Touring the Wayne Wonderland – Before the Automobile
George C. Fraser’s adventures in the Capitol Reef Country
by Frederick H. Swanson


In July, 1925, residents of the Torrey-Teasdale area celebrated the scenic features of the Waterpocket Fold with a two-day festival. They hoped to attract more tourists and get a “Wayne Wonderland” state park established in the Fruita area. Their efforts led to the designation of Capitol Reef National Monument in 1937. Photo by Dave Rust; collection of Blanche Rust Rasmussen.

Twentieth-century tourism was slow to come to the Waterpocket Fold country, at least in comparison with some of the more famous geologic wonders of the Colorado Plateau province. By the 1920s, when a few Wayne County residents such as Joseph Hickman and Ephraim Pectol were beginning to publicize the scenic features of the “Wayne Wonderland,” places such as Zion, Bryce and Grand Canyon national parks were already accommodating visitors by the thousands. In 1929, to take one year, Bryce Canyon saw 22,000 tourists arrive, Zion saw 33,000, and the Grand Canyon hosted 184,000 travelers. These destinations, of course, were flagged on everyone’s road maps, while the designation of Capitol Reef National Monument was still eight years in the future. Just as important, tourists could enjoy traveling on decent roads to the flagship parks of the region. In contrast, any motorist who tried to get through the Waterpocket Fold in those days had to contend with potential flash floods in Capitol Gorge, where the roadway ran right down the wash bottom. Once past this barrier there was still the notorious Blue Dugway over toward Caineville, where rains could turn the dusty shale road into dangerously slick gumbo.

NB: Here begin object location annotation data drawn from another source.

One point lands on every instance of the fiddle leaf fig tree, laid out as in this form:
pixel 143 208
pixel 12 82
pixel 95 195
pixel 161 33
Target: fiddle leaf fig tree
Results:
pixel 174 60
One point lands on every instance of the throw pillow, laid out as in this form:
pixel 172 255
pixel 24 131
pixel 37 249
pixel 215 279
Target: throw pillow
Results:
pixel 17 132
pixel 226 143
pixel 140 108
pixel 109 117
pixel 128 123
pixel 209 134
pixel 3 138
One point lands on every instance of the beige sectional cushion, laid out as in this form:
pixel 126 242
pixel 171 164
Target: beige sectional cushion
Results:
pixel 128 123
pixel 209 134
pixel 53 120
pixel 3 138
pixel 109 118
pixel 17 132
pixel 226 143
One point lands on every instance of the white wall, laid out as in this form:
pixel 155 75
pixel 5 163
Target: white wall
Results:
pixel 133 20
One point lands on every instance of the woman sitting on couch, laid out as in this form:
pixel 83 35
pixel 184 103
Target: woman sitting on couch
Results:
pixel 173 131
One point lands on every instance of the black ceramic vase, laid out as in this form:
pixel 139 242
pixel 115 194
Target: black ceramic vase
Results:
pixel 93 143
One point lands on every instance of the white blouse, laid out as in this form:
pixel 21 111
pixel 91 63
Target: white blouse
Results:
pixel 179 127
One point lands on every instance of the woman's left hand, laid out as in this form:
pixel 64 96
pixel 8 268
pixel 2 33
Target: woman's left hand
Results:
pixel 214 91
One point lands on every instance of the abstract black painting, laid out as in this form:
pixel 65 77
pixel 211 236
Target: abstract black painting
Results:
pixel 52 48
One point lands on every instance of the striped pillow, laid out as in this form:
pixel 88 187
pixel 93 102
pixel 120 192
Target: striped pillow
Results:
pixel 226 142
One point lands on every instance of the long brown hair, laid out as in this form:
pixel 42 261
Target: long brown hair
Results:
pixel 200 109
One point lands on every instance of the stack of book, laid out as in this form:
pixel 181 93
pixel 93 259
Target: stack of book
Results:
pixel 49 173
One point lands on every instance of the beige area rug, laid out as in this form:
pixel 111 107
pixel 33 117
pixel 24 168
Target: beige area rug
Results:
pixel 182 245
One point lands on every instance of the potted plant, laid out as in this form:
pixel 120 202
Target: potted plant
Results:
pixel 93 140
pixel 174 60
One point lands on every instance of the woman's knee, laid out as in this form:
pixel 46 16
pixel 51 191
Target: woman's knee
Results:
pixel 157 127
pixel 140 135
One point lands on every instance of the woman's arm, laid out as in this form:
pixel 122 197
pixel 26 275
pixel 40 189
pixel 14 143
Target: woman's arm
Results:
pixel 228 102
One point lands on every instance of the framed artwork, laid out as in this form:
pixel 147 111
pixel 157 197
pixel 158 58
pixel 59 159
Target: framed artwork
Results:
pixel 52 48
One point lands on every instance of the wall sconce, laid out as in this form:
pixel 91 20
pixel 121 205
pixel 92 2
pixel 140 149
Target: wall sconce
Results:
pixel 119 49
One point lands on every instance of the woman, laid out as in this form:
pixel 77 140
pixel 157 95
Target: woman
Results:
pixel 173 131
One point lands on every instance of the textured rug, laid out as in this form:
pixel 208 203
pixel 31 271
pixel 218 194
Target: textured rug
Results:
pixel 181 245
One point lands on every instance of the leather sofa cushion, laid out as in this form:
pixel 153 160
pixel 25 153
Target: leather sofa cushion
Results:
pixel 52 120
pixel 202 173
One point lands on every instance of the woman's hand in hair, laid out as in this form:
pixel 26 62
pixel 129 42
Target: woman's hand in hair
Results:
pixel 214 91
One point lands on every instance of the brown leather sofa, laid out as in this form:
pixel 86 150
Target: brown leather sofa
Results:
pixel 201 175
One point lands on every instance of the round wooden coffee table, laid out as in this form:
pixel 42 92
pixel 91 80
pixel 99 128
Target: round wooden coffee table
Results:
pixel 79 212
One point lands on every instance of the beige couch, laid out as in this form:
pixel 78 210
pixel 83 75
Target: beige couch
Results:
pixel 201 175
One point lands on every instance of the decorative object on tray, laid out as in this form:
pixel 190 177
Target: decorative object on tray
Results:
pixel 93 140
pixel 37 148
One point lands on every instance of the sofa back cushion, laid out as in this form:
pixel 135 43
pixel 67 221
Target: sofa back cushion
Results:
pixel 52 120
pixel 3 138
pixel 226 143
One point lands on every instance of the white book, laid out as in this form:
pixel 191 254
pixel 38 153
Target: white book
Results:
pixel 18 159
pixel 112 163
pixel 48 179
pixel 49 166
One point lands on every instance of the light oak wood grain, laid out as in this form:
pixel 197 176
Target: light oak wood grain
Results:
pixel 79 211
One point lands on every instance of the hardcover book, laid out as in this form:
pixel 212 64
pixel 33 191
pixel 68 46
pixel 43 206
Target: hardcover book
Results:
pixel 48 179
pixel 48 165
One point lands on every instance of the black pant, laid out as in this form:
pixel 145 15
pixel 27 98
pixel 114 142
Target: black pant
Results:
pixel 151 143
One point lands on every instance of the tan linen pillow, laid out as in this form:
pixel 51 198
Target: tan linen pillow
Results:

In the early days of the twentieth century it took a special kind of traveler to make the long journey to this region. Typically, he or she was well educated and had read about the geologic and scenic features to be found here. A good income was needed, too; the expense of rail travel, as well as the cost of hiring a local guide and pack string, was considerable. One gentleman who fit this description was George Corning Fraser (1872-1935), a resident of Morristown, New Jersey who was something of a nut about the Southwest. Although he practiced law as a partner in a Wall Street firm, his passion was geology, in which he had majored at Princeton. There he had read the wonderful geologic monographs and studies of the Powell Survey, including the classic works by Capt. Clarence E. Dutton — his Report on the Geology of the High Plateaus of Utah (1880) and the Tertiary History of the Grand Cañon District (1882).


Early Wayne County settlers pioneered the “road” through Capitol Gorge in the Waterpocket Fold, but even by the 1920s the route was hardly any easier. Collection of Blanche Rust Rasmussen.

After Fraser became established in his law practice and could take some time off, he turned his attention to the great American Southwest. From 1914 to 1930 he made a series of long journeys to some of the most remote corners of this region, traveling by horse and wagon, and later by automobile. His first trip took him to Zion Canyon and the North Rim of the Grand Canyon in 1914, where he explored all along the Kaibab Plateau and made a difficult descent of the canyon via the Bass Trail. He engaged a local guide, Dave Rust of Kanab, to pilot him and his seventeen-year-old son through this region (see “Dave Rust, Pioneering Utah Outdoorsman and Guide,” by William W. Slaughter, on the Entrada Institute website).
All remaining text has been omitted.